Of course you have the same story with memory, accessing another thread's memory is slower if that thread is on another CCD.

TL;DR NUMA makes life hard if you want to get consistent performance from parallelism.

Redoubts · on Oct 17, 2021

marshal data

cma · on Oct 17, 2021

That's slower than just doing it single threaded for many use cases.

stjohnswarts · on Oct 18, 2021

I mean is there anything here preventing one from only writing their code to be single threaded tho? This is an addition to the capability and not a detraction.

cma · on Oct 18, 2021

I think you are replying to the wrong post, I'm not making that argument.

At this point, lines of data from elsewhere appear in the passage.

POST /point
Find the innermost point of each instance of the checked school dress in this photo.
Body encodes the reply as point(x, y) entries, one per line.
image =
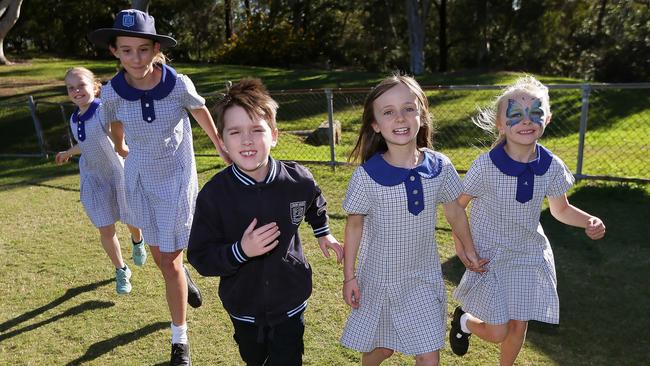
point(403, 300)
point(521, 283)
point(160, 172)
point(101, 170)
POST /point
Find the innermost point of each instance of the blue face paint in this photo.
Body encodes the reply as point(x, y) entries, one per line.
point(516, 113)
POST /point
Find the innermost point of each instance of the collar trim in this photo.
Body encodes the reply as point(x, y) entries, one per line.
point(525, 172)
point(246, 180)
point(164, 87)
point(80, 120)
point(387, 175)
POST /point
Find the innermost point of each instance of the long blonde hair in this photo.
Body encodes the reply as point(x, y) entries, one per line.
point(88, 75)
point(486, 119)
point(370, 142)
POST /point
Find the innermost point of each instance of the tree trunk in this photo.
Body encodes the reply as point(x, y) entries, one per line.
point(484, 49)
point(247, 8)
point(142, 5)
point(227, 18)
point(601, 15)
point(9, 13)
point(443, 47)
point(417, 11)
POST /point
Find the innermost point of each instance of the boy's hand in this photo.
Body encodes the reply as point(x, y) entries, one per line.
point(595, 228)
point(259, 241)
point(476, 264)
point(62, 157)
point(329, 242)
point(351, 293)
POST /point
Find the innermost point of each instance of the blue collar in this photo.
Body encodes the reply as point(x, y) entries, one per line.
point(246, 180)
point(80, 120)
point(164, 87)
point(88, 114)
point(525, 172)
point(387, 175)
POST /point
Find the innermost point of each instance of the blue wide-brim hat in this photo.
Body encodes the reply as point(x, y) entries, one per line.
point(130, 23)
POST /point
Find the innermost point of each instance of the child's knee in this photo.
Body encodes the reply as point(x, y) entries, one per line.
point(170, 263)
point(382, 352)
point(517, 327)
point(427, 359)
point(107, 232)
point(498, 333)
point(386, 352)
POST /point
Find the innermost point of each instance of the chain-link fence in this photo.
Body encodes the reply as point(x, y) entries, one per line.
point(601, 131)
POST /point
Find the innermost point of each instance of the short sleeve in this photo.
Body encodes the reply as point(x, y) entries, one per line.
point(451, 185)
point(190, 99)
point(473, 181)
point(102, 121)
point(562, 178)
point(356, 200)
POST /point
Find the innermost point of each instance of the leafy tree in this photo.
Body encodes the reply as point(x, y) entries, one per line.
point(9, 13)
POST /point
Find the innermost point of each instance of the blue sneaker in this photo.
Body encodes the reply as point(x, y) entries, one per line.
point(122, 283)
point(139, 253)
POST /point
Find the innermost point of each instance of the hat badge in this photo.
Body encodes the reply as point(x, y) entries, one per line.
point(128, 20)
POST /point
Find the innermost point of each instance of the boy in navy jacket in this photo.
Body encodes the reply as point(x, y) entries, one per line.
point(245, 230)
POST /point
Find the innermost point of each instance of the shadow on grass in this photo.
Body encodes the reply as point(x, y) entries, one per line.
point(603, 285)
point(100, 348)
point(76, 310)
point(69, 294)
point(22, 172)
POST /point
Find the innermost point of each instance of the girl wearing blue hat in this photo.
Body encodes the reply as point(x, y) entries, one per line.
point(150, 103)
point(507, 187)
point(101, 173)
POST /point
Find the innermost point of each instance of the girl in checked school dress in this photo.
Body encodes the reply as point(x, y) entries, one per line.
point(150, 103)
point(101, 174)
point(507, 187)
point(397, 292)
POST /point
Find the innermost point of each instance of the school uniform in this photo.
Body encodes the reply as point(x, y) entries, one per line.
point(160, 171)
point(403, 300)
point(101, 170)
point(266, 292)
point(521, 283)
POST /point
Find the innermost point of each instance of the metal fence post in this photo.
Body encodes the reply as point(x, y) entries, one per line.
point(584, 116)
point(37, 125)
point(330, 120)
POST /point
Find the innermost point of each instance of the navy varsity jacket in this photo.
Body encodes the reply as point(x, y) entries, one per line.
point(270, 288)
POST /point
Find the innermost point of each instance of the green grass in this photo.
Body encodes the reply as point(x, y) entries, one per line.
point(616, 143)
point(59, 304)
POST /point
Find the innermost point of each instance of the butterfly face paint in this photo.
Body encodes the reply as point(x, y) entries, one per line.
point(528, 108)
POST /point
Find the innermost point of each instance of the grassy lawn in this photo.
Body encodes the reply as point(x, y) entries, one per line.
point(616, 143)
point(59, 303)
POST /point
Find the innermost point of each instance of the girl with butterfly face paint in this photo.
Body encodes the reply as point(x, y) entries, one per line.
point(507, 186)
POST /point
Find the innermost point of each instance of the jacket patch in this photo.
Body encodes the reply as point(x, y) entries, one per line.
point(297, 211)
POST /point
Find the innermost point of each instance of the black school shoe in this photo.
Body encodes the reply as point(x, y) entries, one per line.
point(458, 339)
point(193, 293)
point(180, 355)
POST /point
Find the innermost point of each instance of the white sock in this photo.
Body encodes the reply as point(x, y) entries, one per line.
point(179, 333)
point(463, 323)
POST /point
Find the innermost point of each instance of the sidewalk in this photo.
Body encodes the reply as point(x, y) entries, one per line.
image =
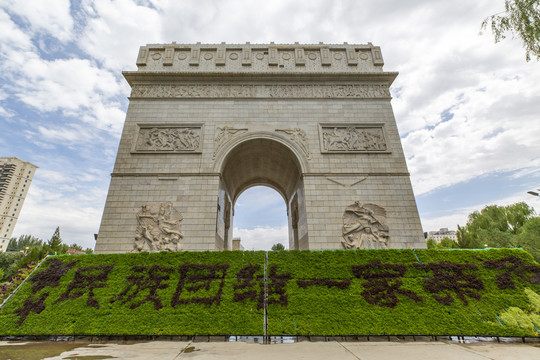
point(171, 350)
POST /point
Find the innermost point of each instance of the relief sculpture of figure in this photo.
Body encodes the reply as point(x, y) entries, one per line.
point(353, 139)
point(170, 139)
point(364, 227)
point(158, 228)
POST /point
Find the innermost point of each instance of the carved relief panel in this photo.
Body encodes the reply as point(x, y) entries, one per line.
point(364, 227)
point(347, 138)
point(158, 228)
point(166, 139)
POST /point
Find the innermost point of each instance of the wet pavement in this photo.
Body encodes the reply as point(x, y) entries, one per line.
point(174, 350)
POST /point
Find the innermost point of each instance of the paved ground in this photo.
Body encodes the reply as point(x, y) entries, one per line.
point(171, 350)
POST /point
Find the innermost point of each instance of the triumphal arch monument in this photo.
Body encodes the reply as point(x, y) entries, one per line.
point(207, 121)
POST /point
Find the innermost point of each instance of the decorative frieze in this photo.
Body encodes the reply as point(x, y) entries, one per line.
point(299, 137)
point(158, 228)
point(345, 138)
point(370, 91)
point(364, 227)
point(166, 139)
point(224, 134)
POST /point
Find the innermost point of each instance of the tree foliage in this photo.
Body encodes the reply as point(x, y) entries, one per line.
point(502, 227)
point(27, 248)
point(522, 19)
point(445, 243)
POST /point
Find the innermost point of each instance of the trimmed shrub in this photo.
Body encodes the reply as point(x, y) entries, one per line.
point(362, 292)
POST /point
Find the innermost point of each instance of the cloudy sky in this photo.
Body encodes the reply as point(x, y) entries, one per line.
point(468, 110)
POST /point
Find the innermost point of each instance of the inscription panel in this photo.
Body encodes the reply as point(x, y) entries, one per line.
point(352, 138)
point(261, 91)
point(168, 139)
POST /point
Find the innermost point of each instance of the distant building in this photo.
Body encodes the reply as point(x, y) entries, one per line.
point(15, 178)
point(441, 234)
point(75, 252)
point(237, 245)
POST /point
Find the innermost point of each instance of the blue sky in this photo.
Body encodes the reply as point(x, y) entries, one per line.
point(467, 109)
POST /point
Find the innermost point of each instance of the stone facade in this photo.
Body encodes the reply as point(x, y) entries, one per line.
point(207, 121)
point(15, 179)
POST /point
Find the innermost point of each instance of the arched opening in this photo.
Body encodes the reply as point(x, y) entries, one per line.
point(266, 162)
point(260, 219)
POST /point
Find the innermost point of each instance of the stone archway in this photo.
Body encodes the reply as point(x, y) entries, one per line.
point(262, 161)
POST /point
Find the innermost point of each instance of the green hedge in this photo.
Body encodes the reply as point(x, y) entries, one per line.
point(363, 292)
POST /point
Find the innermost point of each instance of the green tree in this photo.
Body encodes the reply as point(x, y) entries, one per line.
point(445, 243)
point(529, 237)
point(278, 246)
point(522, 19)
point(494, 226)
point(465, 239)
point(8, 264)
point(23, 242)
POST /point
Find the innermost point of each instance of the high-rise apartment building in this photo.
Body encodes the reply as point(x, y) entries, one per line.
point(15, 178)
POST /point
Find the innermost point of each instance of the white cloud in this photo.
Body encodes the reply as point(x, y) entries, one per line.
point(459, 216)
point(11, 36)
point(43, 211)
point(51, 16)
point(64, 84)
point(262, 238)
point(116, 29)
point(444, 66)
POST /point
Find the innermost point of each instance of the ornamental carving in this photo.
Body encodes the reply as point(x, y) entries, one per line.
point(299, 137)
point(352, 139)
point(158, 228)
point(260, 91)
point(364, 227)
point(168, 139)
point(225, 134)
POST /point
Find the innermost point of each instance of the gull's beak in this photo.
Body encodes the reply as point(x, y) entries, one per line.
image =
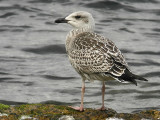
point(61, 20)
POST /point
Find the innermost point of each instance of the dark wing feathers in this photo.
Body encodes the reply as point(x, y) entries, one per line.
point(93, 53)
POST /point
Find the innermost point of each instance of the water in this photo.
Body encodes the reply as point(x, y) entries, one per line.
point(34, 66)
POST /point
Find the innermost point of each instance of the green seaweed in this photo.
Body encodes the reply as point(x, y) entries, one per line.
point(54, 112)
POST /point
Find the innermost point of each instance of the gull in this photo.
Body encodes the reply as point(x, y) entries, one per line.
point(93, 56)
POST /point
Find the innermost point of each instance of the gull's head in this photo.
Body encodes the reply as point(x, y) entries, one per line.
point(80, 19)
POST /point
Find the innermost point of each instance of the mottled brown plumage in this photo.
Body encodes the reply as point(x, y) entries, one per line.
point(93, 56)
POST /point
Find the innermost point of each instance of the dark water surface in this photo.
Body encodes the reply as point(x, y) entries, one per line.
point(34, 66)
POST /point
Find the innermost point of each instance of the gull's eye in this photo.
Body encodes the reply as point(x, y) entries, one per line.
point(78, 16)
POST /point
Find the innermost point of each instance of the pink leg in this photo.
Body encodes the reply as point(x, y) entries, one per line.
point(103, 92)
point(82, 96)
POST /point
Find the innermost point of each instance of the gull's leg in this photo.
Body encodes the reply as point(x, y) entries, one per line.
point(103, 92)
point(81, 108)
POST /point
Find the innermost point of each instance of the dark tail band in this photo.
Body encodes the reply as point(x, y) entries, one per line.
point(130, 77)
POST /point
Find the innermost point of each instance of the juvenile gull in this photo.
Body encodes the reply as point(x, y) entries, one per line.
point(93, 56)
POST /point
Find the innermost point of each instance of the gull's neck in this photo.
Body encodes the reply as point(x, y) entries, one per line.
point(76, 31)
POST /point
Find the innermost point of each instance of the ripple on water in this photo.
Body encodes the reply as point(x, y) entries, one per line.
point(52, 77)
point(55, 49)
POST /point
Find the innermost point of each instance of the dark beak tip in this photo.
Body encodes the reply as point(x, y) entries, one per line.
point(60, 20)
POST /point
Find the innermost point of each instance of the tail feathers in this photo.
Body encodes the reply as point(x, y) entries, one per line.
point(130, 77)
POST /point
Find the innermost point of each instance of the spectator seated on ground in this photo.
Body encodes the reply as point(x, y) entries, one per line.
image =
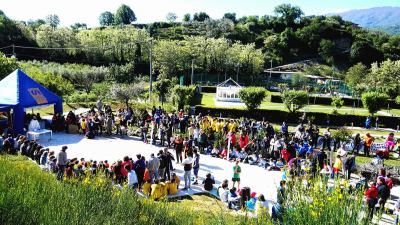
point(233, 155)
point(242, 155)
point(157, 191)
point(251, 203)
point(263, 162)
point(215, 152)
point(171, 187)
point(253, 159)
point(176, 179)
point(209, 150)
point(209, 182)
point(233, 199)
point(34, 124)
point(223, 192)
point(146, 189)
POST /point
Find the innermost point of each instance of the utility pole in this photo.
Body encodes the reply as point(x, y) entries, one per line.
point(151, 69)
point(270, 70)
point(237, 73)
point(14, 50)
point(191, 78)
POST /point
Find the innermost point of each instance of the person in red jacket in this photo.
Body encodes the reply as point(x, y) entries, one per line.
point(371, 196)
point(243, 140)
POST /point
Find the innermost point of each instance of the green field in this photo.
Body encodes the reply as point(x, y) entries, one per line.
point(207, 100)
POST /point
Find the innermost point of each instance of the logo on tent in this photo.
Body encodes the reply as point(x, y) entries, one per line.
point(37, 95)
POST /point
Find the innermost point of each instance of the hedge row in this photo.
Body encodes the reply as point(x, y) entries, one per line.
point(277, 116)
point(327, 101)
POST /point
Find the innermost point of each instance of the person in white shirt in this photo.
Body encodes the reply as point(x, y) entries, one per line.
point(34, 124)
point(132, 178)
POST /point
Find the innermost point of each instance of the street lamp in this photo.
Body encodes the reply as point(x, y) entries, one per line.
point(237, 72)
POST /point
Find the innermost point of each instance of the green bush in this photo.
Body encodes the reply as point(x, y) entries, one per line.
point(182, 96)
point(337, 102)
point(343, 134)
point(374, 101)
point(294, 100)
point(252, 96)
point(397, 100)
point(31, 196)
point(82, 97)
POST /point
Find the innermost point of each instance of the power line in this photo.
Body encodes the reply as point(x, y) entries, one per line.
point(6, 47)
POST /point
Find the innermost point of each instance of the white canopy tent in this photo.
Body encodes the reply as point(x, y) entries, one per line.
point(228, 91)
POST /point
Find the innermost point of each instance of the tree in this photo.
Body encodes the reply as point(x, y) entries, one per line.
point(374, 101)
point(162, 86)
point(230, 16)
point(171, 17)
point(200, 17)
point(364, 52)
point(125, 92)
point(384, 78)
point(79, 26)
point(124, 15)
point(106, 19)
point(326, 50)
point(53, 20)
point(337, 102)
point(397, 100)
point(7, 65)
point(355, 77)
point(182, 96)
point(294, 100)
point(186, 17)
point(252, 96)
point(288, 14)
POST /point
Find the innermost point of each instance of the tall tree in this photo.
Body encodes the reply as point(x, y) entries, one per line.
point(230, 16)
point(171, 17)
point(124, 15)
point(200, 17)
point(53, 20)
point(288, 14)
point(186, 17)
point(106, 19)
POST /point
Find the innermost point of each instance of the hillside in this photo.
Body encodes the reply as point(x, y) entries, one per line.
point(385, 18)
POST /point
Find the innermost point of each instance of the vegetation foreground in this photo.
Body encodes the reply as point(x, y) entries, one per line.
point(31, 196)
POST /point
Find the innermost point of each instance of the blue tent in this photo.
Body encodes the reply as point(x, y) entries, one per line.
point(18, 91)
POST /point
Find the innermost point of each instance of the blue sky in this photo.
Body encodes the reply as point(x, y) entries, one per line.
point(87, 11)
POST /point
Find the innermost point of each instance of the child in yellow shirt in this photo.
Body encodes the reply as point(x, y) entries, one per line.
point(146, 188)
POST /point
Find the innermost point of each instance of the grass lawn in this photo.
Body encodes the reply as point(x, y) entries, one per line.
point(207, 100)
point(366, 160)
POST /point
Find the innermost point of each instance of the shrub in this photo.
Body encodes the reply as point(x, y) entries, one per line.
point(182, 96)
point(125, 92)
point(82, 97)
point(342, 135)
point(294, 100)
point(93, 199)
point(397, 100)
point(252, 96)
point(337, 102)
point(374, 101)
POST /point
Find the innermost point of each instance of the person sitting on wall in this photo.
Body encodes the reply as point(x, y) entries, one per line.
point(34, 124)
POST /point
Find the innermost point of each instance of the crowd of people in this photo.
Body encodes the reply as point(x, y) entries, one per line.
point(300, 153)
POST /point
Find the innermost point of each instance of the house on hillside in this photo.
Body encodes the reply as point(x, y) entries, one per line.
point(228, 91)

turminal · on Oct 17, 2021

Care to elaborate? What does that change for an average webapp?

yuliyp · on Oct 17, 2021

Say your webapp talks to a database or a cache. It'd be really nice if you could use a single connection to that database instead of 64 connections. Or if you wanted to cache some things on the web server, it would be nice if you could have 1 copy easily accessible vs needing 64 copies and needing to fill those caches 64x as much.

semiquaver · on Oct 17, 2021

Unfortunately using a single db/RPC connection for many active threads is not done in any multithreaded system I’m aware of for good reasons. Sharing this type of resource across threads is not safe without expensive and performance-destroying mutexes. In practice each thread needs exclusive access to its own database connection while it is active. This is normally achieved using connection pooling which can save a few connections when some threads are idle, but 1 connection for 64 active web worker threads is not a recipe for a performant web app. If you can point to a multithreaded web app server that works this way I’d be very interested to hear about it.

The idea of a process-local cache (or other data) shared among all worker threads is a different story. Along with reduced memory consumption, I see this as one of the bigger advantages of threaded app servers. However, preforking multiprocess servers can always use shmget(2) to share memory directly with a bit more work.

paulmd · on Oct 18, 2021

> Unfortunately using a single db/RPC connection for many active threads is not done in any multithreaded system I’m aware of for good reasons. Sharing this type of resource across threads is not safe without expensive and performance-destroying mutexes

lol, you're so deep into python stockholm-syndrome "don't share anything between threads because we don't support that at all even a little bit" that you don't even realize that connection pools exist. Instead of holding a connection open per process, you can have one connection pool with 30 connections that services 200 threads (exact ratio depends on how many are actually using connections, of course). literally everybody "shares a single DB/RPC connection across multiple threads" (or at least shares a number of connections across a number of threads), except python.

and yeah you can turn that into yet another standalone service that you gotta deliver in your docker-compose setup, but everybody else just builds that into the application itself.

yellowapple · on Oct 18, 2021

> that you don't even realize that connection pools exist

The GP mentions connection pooling literally three sentences later.

> literally everybody "shares a single DB/RPC connection across multiple threads" (or at least shares a number of connections across a number of threads), except python.

Right, but multiple ≠ many. You're discussing the former. GP is discussing the latter.

yuliyp · on Oct 18, 2021

Depending on the structure, it can indeed be many. Both in the case of protocols which support multiplexing of requests, and in situations where you have multiple databases (thus a given thread might not need to be talking to a particular database all the time).